Great post, @lolachamp.
@richkae, you've asked the $64,000 question: what is the
future of the grid? Let me start by trying to answer a related but different question, why does the grid look the way it does?
First, what does the grid look like? At a high level, the transmission system was built to move large amounts of power from concentrated sources -- large power plants or systems of dams -- to load. The grid is cross-linked, so that the loss of one element (a big power plant or major transmission line) doesn't interrupt service. High-voltage lines form the backbone/skeleton of the grid, with a series of lower voltage lines stepping down to finally deliver power to each customer. The operation of the grid is run from a handful of centralized control rooms, where the generation at each facility is carefully monitored and controlled to assure reliable service and the ability to recover from a disruption.
Why does it look this way? Economies of scale (at least, historically):
- Large thermal power plants burn fuel more efficiently
- Large power plants produce more power / employee
- High-quality hydro resources are concentrated, often far from load.

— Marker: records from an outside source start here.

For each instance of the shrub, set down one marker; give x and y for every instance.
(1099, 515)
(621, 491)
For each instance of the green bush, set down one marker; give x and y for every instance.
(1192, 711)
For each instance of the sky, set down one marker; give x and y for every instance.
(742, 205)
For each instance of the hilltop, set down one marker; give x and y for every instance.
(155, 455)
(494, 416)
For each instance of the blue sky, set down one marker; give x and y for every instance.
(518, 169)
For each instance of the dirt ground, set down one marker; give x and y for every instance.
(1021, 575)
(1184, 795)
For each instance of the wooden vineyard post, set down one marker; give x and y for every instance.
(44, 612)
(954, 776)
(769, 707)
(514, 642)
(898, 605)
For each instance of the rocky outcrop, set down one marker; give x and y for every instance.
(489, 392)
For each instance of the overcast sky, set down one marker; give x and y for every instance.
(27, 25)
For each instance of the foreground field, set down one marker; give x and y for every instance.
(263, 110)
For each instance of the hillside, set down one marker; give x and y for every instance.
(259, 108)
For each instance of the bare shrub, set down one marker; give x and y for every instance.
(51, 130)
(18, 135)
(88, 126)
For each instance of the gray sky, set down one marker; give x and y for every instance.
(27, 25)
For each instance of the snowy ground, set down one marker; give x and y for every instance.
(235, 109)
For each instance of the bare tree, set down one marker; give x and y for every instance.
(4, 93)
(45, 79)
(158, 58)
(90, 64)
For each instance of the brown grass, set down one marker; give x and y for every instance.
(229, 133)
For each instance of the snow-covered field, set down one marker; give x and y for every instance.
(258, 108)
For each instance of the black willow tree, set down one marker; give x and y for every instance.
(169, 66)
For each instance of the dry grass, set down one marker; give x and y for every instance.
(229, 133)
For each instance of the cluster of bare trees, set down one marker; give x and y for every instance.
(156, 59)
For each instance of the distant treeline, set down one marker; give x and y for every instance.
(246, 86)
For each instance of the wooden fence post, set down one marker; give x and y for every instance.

- High-voltage lines have lower line losses and lower capital cost (per MVA)
- Regulatory hurdles make it harder to build many small generators (100 MW) rather than one big one (800 MW)

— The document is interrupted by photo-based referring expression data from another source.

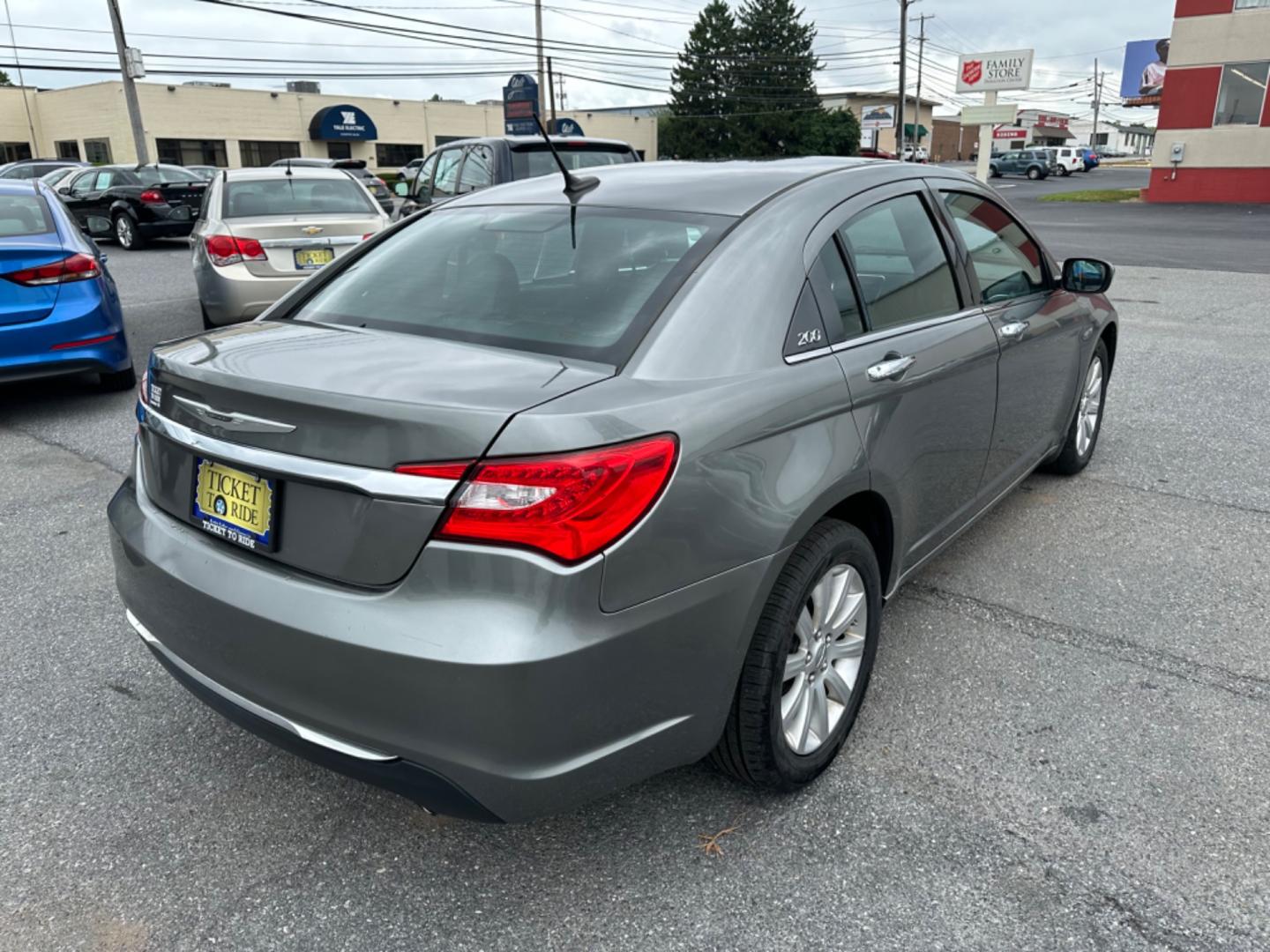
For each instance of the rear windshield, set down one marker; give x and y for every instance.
(25, 215)
(536, 160)
(295, 196)
(521, 277)
(165, 175)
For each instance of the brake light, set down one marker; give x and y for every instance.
(78, 267)
(227, 249)
(569, 505)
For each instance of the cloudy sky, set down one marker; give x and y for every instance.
(611, 52)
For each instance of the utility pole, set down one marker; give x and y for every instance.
(903, 77)
(1097, 103)
(921, 56)
(537, 26)
(130, 89)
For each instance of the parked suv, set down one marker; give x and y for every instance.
(471, 164)
(1033, 163)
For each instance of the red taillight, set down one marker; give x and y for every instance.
(569, 505)
(78, 267)
(227, 249)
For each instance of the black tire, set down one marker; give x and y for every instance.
(1070, 460)
(126, 233)
(753, 747)
(116, 381)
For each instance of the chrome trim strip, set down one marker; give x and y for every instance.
(383, 484)
(244, 423)
(311, 242)
(265, 712)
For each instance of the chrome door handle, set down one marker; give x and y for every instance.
(892, 368)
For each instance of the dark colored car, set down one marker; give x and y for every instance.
(36, 167)
(135, 204)
(58, 306)
(355, 167)
(473, 164)
(536, 494)
(1033, 163)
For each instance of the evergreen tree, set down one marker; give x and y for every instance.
(701, 90)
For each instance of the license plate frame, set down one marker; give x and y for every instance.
(220, 522)
(305, 258)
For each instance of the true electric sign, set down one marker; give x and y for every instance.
(992, 72)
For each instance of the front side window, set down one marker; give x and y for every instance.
(1006, 262)
(900, 263)
(524, 277)
(1243, 94)
(447, 173)
(296, 196)
(25, 215)
(478, 170)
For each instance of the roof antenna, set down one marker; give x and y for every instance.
(574, 185)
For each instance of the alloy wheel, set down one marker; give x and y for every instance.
(1091, 407)
(823, 663)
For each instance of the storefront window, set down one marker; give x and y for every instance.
(13, 152)
(387, 153)
(97, 152)
(192, 152)
(1243, 95)
(256, 155)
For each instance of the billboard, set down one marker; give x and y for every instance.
(1145, 65)
(878, 117)
(992, 72)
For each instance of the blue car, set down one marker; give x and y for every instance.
(58, 306)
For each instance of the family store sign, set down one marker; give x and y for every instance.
(992, 72)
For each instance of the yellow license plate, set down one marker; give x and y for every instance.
(236, 505)
(310, 258)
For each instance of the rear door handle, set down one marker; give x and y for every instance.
(891, 368)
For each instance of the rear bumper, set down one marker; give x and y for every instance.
(81, 312)
(488, 672)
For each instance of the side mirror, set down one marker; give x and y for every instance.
(1086, 276)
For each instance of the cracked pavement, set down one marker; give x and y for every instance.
(1065, 741)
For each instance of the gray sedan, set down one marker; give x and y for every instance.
(537, 494)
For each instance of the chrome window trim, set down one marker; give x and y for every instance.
(259, 711)
(381, 484)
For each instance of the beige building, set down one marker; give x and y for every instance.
(856, 100)
(195, 124)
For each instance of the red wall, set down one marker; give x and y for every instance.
(1223, 185)
(1201, 8)
(1191, 98)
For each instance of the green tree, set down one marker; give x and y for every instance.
(698, 124)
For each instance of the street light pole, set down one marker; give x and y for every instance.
(130, 89)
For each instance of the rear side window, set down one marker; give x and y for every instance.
(534, 161)
(900, 263)
(522, 277)
(295, 196)
(1006, 262)
(25, 215)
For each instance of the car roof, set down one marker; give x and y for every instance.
(265, 173)
(706, 188)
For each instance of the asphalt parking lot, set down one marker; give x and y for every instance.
(1065, 741)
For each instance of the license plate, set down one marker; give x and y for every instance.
(239, 507)
(310, 258)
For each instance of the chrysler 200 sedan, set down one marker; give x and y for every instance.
(536, 493)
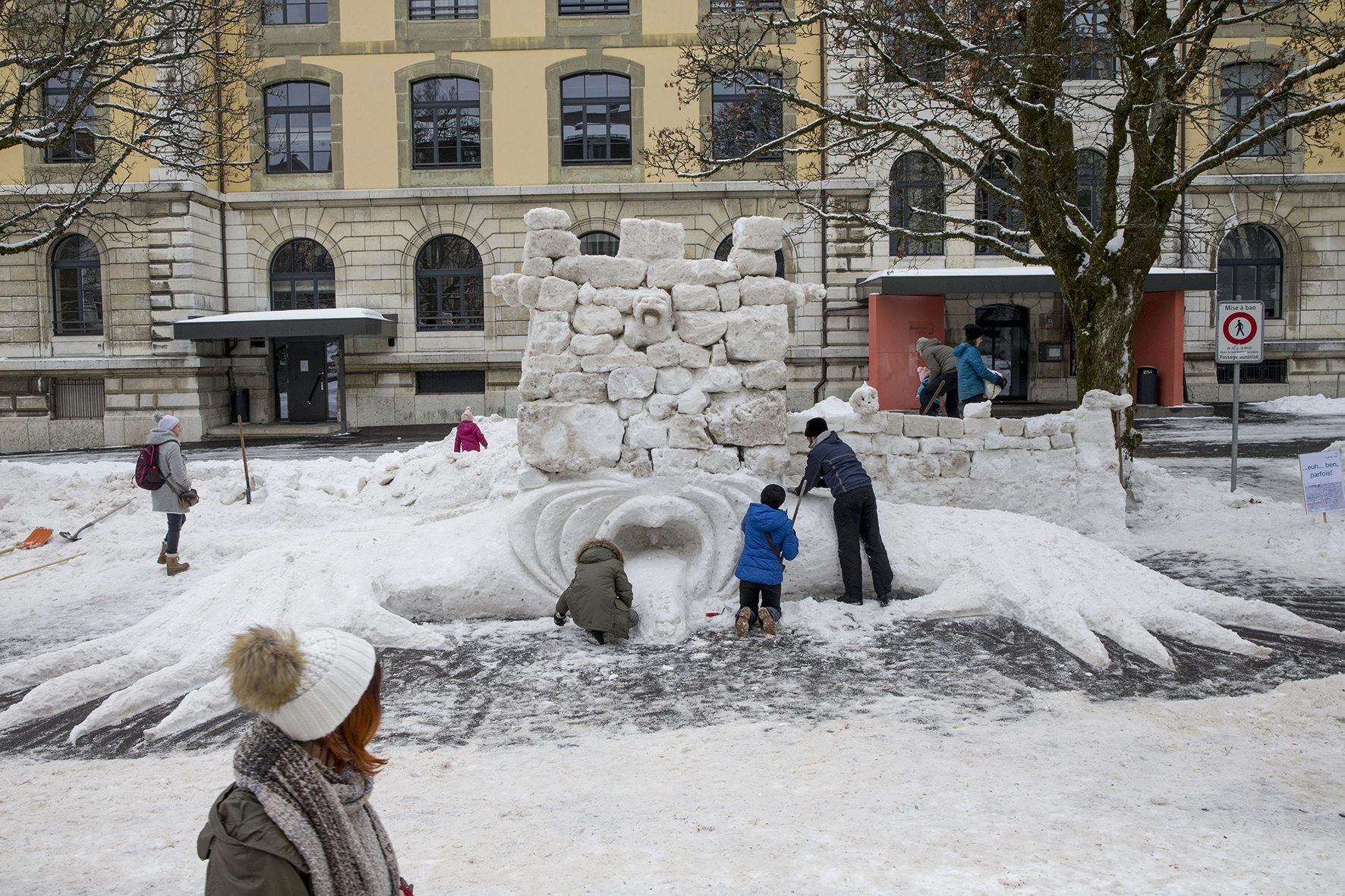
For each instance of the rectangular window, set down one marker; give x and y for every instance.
(1265, 372)
(296, 12)
(449, 382)
(77, 400)
(433, 10)
(595, 7)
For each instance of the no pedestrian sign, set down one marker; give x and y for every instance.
(1239, 337)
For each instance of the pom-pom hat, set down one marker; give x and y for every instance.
(304, 684)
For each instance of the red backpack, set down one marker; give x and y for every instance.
(147, 468)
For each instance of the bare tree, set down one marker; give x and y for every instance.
(1006, 99)
(93, 89)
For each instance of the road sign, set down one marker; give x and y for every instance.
(1238, 338)
(1324, 489)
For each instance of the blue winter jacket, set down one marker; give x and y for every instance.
(973, 372)
(758, 563)
(831, 464)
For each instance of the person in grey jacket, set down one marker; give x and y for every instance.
(177, 482)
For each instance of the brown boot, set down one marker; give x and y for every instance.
(174, 567)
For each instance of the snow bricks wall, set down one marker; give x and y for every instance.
(648, 361)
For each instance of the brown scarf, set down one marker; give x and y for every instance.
(312, 805)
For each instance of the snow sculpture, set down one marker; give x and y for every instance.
(690, 351)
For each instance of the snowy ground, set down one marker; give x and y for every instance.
(857, 753)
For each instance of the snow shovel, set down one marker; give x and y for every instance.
(76, 537)
(36, 539)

- Controlling the grid requires lots of information and expertise
Many of those factors are crumbling, though not all. In particular, distributed resources are becoming cheaper, particularly when you add in the costs of bolstering the grid. Also, telecoms and IT have improved so much that a lot of the control room operations can be built into the grid's hardware.

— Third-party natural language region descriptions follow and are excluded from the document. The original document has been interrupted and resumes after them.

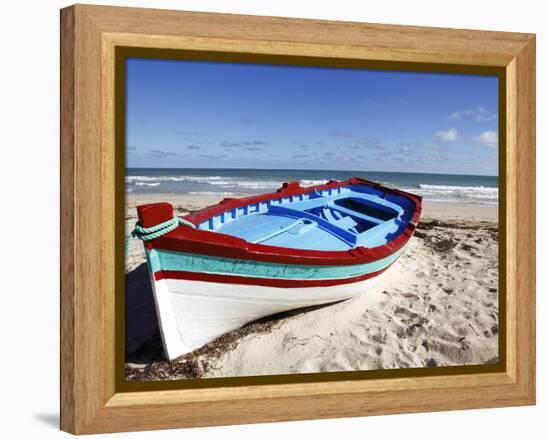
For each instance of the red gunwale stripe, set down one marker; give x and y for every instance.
(266, 282)
(185, 239)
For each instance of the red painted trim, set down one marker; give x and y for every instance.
(185, 239)
(266, 282)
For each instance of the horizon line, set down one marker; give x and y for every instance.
(319, 170)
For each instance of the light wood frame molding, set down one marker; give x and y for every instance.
(89, 400)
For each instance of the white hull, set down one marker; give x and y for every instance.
(193, 313)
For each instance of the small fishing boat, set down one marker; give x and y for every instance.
(229, 264)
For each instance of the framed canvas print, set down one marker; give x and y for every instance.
(271, 219)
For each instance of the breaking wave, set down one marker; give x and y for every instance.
(468, 194)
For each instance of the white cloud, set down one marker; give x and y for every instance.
(481, 114)
(487, 138)
(450, 135)
(457, 115)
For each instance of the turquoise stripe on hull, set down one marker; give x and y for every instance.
(175, 261)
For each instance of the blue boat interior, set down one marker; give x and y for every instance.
(332, 219)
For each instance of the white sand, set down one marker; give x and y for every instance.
(437, 306)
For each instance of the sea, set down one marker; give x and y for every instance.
(469, 189)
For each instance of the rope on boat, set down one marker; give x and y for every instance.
(149, 233)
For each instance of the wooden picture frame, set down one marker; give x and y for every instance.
(91, 399)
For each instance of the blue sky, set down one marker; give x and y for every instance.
(227, 115)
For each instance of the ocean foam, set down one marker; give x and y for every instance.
(468, 194)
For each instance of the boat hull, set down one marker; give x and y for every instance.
(211, 276)
(192, 313)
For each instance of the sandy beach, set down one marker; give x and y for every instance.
(437, 306)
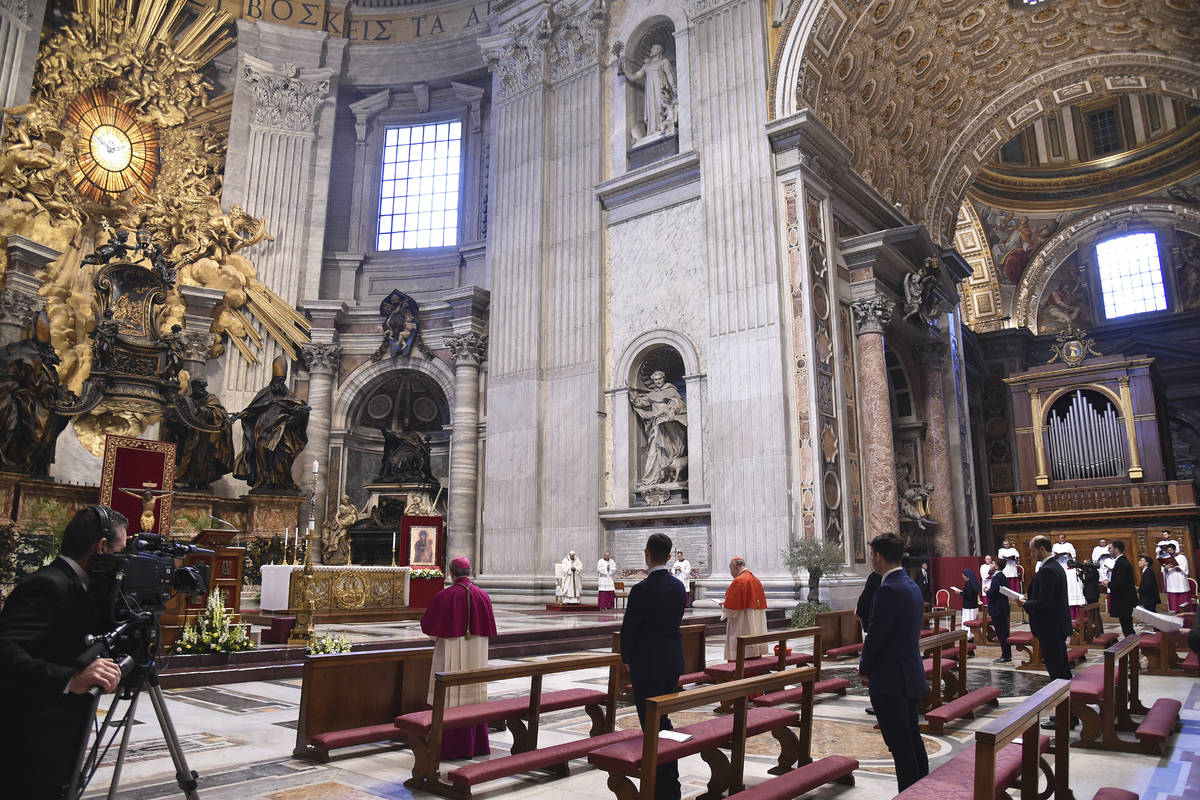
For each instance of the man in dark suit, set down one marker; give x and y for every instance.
(891, 662)
(1122, 589)
(42, 683)
(652, 645)
(1048, 609)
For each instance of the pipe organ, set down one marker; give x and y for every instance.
(1085, 441)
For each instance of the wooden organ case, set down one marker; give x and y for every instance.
(1090, 457)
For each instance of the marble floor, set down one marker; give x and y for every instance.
(239, 738)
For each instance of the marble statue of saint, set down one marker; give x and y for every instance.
(335, 548)
(660, 107)
(274, 431)
(201, 456)
(29, 396)
(664, 417)
(406, 456)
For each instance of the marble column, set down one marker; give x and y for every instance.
(21, 25)
(322, 361)
(277, 167)
(18, 298)
(871, 316)
(468, 350)
(936, 456)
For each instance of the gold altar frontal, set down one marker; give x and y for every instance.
(355, 594)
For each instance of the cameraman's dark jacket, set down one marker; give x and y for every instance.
(42, 629)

Microgrids are clearly The Next Big Thing, inasmuch as they have much better economics in some areas. The challenge is how to maintain continuous service on the microgrid. If you install backup fossil-fueled generators, those are still far less efficient than grid-scale generators. If you buy off the grid, then there's a difficult negotiation about the cost of that standby service.
As @lolachamp suggests, no utility has seriously stepped up to the plate on reimagining the grid and its role. This is a MUCH bigger step than deregulation in the 1990s/2000s, which merely shuffled who owned and operated assets, without fundamentally changing anything about the grid. Edison and Westinghouse would immediately recognize nearly everything about the U.S. grid, while Bell wouldn't understand today's telecoms infrastructure.
My simple take on the Koch Bros. actions is that they are being classic conservatives, in the literal sense. They make excellent money selling oil, gas, and coal under the century-old utility model. Of course they want to slow or stop any change.